In sum, the ALJ concluded that Plaintiff was not under a disability as defined by the Social Security Regulations, and, therefore, was not entitled to DIB or SSI. (Tr. 27).

On appeal, Plaintiff argues that: (1) the ALJ failed to properly consider an examining source opinion pursuant to SSR 96-5P; (2) the ALJ had a duty to recontact the consultative examiner under 20 C.F.R.§404.1520(b) and failed to meet that duty; and (3) the ALJ's residual functional capacity ("RFC") is not supported by the evidence.4 The Court will address each error in turn.

II.

The Court's inquiry on appeal is to determine whether the ALJ's non-disability finding is supported by substantial evidence. 42 U.S.C. § 405(g). Substantial evidence is "such relevant evidence as a reasonable mind might accept as adequate to support a conclusion." Richardson v. Perales, 402 U.S. 389, 401 (1971). In performing this review, the Court considers the record as a whole. Hephner v. Mathews, 574 F.2d 359, 362 (6th Cir. 1978). If substantial evidence supports the ALJ's denial of benefits, that finding must be affirmed, even if substantial evidence also exists in the record upon which the ALJ could have found plaintiff disabled. As the Sixth Circuit has explained:

"The Commissioner's findings are not subject to reversal merely because substantial evidence exists in the record to support a different conclusion. The substantial evidence standard presupposes that there is a "zone of choice" within which the Commissioner may proceed without interference from the courts. If the Commissioner's decision is supported by substantial evidence, a reviewing court must affirm."

Felisky v. Bowen, 35 F.3d 1027, 1035 (6th Cir. 1994).

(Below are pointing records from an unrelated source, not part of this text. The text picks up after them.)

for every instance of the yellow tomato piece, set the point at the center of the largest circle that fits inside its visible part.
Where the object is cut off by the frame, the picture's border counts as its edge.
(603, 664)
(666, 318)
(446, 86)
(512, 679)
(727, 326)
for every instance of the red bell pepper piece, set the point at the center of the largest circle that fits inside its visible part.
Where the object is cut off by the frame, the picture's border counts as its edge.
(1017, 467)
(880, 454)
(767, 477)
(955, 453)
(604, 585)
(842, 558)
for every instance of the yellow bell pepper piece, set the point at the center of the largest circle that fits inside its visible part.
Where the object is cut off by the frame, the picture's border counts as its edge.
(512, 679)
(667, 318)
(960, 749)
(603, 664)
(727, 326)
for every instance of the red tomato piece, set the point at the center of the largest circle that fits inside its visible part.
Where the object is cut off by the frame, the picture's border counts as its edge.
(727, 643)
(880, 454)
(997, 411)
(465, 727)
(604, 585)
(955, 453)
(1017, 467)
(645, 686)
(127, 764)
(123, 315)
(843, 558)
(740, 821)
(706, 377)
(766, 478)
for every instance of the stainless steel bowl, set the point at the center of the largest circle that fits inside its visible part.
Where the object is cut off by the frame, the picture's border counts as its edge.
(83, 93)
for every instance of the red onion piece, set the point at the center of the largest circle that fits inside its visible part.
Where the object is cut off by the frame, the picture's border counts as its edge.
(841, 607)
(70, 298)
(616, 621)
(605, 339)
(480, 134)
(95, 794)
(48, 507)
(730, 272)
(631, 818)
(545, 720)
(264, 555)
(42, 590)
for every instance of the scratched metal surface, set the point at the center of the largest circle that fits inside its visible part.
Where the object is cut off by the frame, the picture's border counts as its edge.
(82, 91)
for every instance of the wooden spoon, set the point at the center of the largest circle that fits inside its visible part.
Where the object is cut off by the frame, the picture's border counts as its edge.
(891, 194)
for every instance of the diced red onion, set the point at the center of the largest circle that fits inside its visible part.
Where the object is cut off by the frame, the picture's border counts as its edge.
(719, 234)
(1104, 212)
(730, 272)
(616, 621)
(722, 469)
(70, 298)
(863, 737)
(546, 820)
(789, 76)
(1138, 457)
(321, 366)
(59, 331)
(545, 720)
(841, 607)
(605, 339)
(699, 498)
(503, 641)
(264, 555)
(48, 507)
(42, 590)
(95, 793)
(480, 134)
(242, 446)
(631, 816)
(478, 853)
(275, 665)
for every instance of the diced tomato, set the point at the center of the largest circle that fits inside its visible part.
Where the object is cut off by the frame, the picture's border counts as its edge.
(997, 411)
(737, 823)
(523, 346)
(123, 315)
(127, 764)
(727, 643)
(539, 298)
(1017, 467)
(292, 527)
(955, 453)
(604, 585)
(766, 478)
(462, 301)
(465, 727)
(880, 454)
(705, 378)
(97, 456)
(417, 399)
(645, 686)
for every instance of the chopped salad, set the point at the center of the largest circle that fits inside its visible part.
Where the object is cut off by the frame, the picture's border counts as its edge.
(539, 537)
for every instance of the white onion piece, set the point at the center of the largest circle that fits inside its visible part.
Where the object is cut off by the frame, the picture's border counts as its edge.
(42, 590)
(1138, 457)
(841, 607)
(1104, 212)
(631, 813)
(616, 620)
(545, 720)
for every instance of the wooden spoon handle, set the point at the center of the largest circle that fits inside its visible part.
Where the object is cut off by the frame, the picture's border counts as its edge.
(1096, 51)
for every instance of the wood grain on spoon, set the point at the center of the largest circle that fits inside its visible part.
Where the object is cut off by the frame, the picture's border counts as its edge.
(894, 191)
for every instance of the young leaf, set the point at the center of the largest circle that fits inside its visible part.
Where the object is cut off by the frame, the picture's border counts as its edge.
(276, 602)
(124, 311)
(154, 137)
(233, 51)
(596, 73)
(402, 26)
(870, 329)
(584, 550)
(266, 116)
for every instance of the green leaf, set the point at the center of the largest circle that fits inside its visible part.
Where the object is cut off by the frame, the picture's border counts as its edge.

The claimant bears the ultimate burden to prove by sufficient evidence that she is entitled to disability benefits. 20 C.F.R. § 404.1512(a). That is, she must present sufficient evidence to show that, during the relevant time period, she suffered from an impairment, or combination of impairments, expected to last at least twelve months, that left her unable to perform any job in the national economy. 42 U.S.C. § 423(d)(1)(A).

A.

Plaintiff sought treatment in 2008 and 2009 for ongoing knee and back pain, which worsened if she was on her feet all day. (Tr. 20). Examinations demonstrated few objective findings other than thoracic and lumbar paravertebral muscle spasm and joint line tenderness. (Tr. 21). Plaintiff's primary physician noted the effects of her morbid obesity on her knee pain, and he recommended weight loss. (Id.)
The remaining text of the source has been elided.